Critics are unanimous: Assassin’s Creed 4: Black Flag, first released in 2013, is a great game, one of the very best in Ubisoft’s massively popular series. And most of them are happy to have it back in a new remake, Assassin’s Creed Black Flag Resynced. But they’re divided on the quality of the remake, and increasingly questioning why release schedules are dominated by so many remakes in the first place.
Despite this angst, the quality of the original game’s pirate-adventure experience shines through in aggregate review ratings. Metacritic pegs the game at a very solid 84, while OpenCritic has it at an almost-great 87. In summary: good.
For some, Resynced‘s visual and other improvements only make a classic game better. In a five-star review, Dexerto’s Jessica Filby calls it “a remake so perfect that it somehow makes one of the best Assassin’s Creed games even better” and “how all remakes should be done and arguably the most essential since Final Fantasy 7.” Filby hails the new side quests, Officers, endgame, and the refined combat as improvements, only bemoaning the omission of the original’s sequence challenges.
Not everyone agrees.

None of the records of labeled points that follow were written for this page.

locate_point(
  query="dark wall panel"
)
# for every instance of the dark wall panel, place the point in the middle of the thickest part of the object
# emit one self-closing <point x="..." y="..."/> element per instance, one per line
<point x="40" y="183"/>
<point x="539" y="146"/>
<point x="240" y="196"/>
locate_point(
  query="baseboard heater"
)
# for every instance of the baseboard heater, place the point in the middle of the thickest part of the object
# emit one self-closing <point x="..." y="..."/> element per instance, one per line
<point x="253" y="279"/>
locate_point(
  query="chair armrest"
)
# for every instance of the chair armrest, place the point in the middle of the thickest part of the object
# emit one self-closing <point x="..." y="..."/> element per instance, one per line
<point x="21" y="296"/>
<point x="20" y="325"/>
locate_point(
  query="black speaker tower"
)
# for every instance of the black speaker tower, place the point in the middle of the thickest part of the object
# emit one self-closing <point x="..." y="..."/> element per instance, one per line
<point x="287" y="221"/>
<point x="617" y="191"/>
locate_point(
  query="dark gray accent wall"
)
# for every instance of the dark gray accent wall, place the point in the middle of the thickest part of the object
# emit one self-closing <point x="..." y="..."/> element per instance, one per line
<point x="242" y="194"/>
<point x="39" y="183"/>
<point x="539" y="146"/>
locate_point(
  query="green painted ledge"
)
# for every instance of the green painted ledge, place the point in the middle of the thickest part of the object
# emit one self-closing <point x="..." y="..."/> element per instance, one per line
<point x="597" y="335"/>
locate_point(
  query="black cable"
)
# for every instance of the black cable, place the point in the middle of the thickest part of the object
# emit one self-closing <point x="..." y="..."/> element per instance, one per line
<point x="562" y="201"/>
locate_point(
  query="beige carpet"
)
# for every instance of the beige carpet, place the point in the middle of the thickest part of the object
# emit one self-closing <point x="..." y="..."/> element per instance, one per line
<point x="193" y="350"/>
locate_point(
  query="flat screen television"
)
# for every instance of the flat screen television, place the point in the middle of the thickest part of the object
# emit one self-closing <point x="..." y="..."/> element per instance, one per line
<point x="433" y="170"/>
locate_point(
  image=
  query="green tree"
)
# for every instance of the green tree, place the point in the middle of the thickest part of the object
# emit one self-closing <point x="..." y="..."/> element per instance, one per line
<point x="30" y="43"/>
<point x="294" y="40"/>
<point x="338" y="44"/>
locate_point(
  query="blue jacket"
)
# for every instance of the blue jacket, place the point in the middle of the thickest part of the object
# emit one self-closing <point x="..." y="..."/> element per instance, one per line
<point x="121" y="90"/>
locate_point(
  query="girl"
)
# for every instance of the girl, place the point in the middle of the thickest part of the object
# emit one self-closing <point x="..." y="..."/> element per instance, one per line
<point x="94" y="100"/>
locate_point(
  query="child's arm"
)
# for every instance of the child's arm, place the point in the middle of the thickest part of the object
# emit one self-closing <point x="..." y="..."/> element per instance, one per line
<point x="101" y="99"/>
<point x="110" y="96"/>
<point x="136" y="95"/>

For Gamespot’s Jordan Ramée, Resynced is “a bad remake of peak Assassin’s Creed.” In a 7/10 review, Ramée says that “for every positive change that Resynced makes to Black Flag, it stumbles into creating a new problem.” Ramée feels the way Resynced completely discards Black Flag‘s modern-day framing device and replaces it with another, optional, hidden side-story detracts from the story and wastes the potential it does have. Resynced “does a lot of cool stuff, but it also doesn’t use that cool stuff very effectively,” Ramée writes. “It’s so bewildering to play this game and see moments of brilliance continuously mishandled.”
PC Gamer’s Morgan Park also thinks Resynced goes too far in its revisions. “A cleaned-up remaster might have been better than what Ubisoft has done here,” Park writes in a 75% review, saying that “fundamental changes to combat, stealth, and encounter design reveal that this is essentially Black Flag stuffed inside Assassin’s Creed Shadows.” For Park, this approach “takes away more than it adds.”
Beneath these questions of faithfulness to the original, there’s a general sense of growing unease about the game industry’s reliance on nostalgic remakes of past hits. Polygon’s own Josh Broadwell is less moved either way by Resynced‘s changes, finding it to be a mostly surface-level remake whose main virtue is its “absolutely gorgeous” visual makeover. “I couldn’t escape a feeling of cabin fever, though,” Broadwell writes. “This old ship might not be dead in the water, but it isn’t going anywhere, either.”
This remake fatigue is most clearly articulated by Kotaku’s Zack Zwiezen. Zwiezen likes most of Resynced‘s changes, but “can’t help but feel sad that the big new Assassin’s Creed is a remake of an Xbox 360-era game.” Zwiezen expresses an existential worry “about what that means, not just for Ubisoft, but for the video game industry as a whole.”
“Is Black Flag Resynced good? Yes, very good,” Zwiezen concludes. “Does it indicate a good future for Ubisoft or the video game industry? No.”